While the article was quite correct in suggesting that household formation is very overlooked, the reality is that it is overlooked for a good reason: it refuses to play along with the broader recovery theme, which is a simple one: if there is to be a real housing recovery, households have to be formed at a much faster pace. Where the article also epically wrong was in its fundamental thesis: contrary to the author's expectations "backed" by many pretty charts not only has household formation not made a "comeback", it has crashed. In fact, according to Census Bureau data, in Q1 the number of households formed each month was 189,000, down from 1,563,000 in 2013, dropping more or less in a straight line since the article's publication!
For the visual we go to Bank of America's chart of the day, which shows a very unpleasant story for all those who keep betting that an "epic comeback" in household formation, and of course the economy, is just around the corner.

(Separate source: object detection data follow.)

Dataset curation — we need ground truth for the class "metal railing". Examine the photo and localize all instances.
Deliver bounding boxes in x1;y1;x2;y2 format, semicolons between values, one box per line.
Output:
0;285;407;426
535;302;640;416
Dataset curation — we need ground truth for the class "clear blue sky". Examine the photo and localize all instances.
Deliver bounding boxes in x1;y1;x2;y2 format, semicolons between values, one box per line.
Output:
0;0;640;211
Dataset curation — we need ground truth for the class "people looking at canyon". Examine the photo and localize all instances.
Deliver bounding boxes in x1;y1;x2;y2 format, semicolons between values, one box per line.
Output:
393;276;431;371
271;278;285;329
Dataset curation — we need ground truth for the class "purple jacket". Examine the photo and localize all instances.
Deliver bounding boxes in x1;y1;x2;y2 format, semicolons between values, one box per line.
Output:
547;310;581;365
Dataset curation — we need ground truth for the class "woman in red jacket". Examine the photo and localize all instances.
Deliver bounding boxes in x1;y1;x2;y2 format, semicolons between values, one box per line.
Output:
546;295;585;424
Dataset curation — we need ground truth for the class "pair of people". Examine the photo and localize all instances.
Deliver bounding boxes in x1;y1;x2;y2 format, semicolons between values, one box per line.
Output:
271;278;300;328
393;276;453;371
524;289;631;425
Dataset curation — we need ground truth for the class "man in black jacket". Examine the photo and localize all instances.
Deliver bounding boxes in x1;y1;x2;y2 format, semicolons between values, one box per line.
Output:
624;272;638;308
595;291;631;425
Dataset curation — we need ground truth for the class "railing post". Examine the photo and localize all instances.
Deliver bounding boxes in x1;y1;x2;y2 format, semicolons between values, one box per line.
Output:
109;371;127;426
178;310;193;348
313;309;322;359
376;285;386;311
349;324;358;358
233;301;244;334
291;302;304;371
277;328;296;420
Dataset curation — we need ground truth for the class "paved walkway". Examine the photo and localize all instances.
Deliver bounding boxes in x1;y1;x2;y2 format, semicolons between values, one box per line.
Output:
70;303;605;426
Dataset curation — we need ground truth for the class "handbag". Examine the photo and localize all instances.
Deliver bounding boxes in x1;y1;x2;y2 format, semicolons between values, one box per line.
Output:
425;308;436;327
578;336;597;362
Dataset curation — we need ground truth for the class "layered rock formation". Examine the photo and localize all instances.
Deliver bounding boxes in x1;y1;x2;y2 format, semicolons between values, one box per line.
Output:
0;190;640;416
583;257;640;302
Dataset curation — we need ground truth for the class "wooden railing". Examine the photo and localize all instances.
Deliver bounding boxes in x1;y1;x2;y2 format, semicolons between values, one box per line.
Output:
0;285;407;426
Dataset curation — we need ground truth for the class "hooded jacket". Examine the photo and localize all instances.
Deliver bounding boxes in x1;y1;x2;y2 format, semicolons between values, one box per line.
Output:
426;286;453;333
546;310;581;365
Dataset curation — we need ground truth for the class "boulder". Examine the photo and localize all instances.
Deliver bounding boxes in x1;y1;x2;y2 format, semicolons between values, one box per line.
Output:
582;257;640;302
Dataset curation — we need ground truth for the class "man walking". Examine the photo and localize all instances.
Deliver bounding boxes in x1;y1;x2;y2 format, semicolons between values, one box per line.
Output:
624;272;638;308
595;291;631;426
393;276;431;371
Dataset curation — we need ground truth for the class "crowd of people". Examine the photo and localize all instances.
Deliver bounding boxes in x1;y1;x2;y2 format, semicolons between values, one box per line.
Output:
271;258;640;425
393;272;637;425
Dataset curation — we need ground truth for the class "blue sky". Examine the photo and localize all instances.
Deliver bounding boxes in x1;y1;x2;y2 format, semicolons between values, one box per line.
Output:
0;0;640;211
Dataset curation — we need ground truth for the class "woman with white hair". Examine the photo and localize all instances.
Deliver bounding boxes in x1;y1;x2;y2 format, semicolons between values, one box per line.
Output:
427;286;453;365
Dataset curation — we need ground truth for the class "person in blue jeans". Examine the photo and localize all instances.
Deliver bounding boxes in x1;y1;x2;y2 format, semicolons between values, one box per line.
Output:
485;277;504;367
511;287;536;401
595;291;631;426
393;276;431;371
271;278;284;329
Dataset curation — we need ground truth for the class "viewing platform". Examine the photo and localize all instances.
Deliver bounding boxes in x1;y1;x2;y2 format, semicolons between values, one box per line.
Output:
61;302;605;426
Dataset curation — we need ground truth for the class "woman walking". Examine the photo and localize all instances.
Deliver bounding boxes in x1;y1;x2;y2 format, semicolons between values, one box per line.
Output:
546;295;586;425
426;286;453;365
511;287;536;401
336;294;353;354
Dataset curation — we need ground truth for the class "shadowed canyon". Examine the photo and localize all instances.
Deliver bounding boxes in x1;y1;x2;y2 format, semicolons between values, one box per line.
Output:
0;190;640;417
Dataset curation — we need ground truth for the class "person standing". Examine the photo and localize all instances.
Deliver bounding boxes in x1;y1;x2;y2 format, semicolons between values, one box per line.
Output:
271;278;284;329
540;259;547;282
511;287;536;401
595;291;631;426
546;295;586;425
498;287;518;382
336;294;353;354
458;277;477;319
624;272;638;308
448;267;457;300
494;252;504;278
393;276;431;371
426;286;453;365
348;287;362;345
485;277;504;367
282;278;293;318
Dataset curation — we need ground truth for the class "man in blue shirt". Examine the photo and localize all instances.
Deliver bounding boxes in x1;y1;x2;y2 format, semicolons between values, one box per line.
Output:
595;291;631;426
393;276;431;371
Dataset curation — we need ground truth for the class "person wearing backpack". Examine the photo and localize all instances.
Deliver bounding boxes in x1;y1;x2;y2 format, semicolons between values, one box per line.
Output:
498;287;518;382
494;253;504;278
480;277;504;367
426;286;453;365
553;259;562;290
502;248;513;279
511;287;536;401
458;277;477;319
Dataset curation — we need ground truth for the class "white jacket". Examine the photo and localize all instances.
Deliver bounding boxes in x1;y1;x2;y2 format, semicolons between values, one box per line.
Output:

Here is what BofA had to say about this:
Equilibrium household formation: In equilibrium, home supply (new completions + excess vacant properties for sale + manufactured homes) should equal home demand (household formation + demolitions + second home purchases), assuming that builders were able to gauge market trends and build to meet the changes in demand. We can derive an equilibrium measure of household formation by solving for the variable based on the assumption that supply equals demand. It shows a clear downward trajectory in household formation with little recovery thus far, similar to the trend in the actual data.
And now time for the spin: apparently households aren't formed when it is cold outside (see: harsh weather which claimed some $100 billion in lost GDP output in Q1), and the ongoing collapse in household formation, which is now at 30 year lows, means the rebound, if it ever comes, will be that much more pronounced.
Actually, come to think of it, tt really is not that difficult to spin any horribly ugly data point when one's only fallback is endless optimism about the future.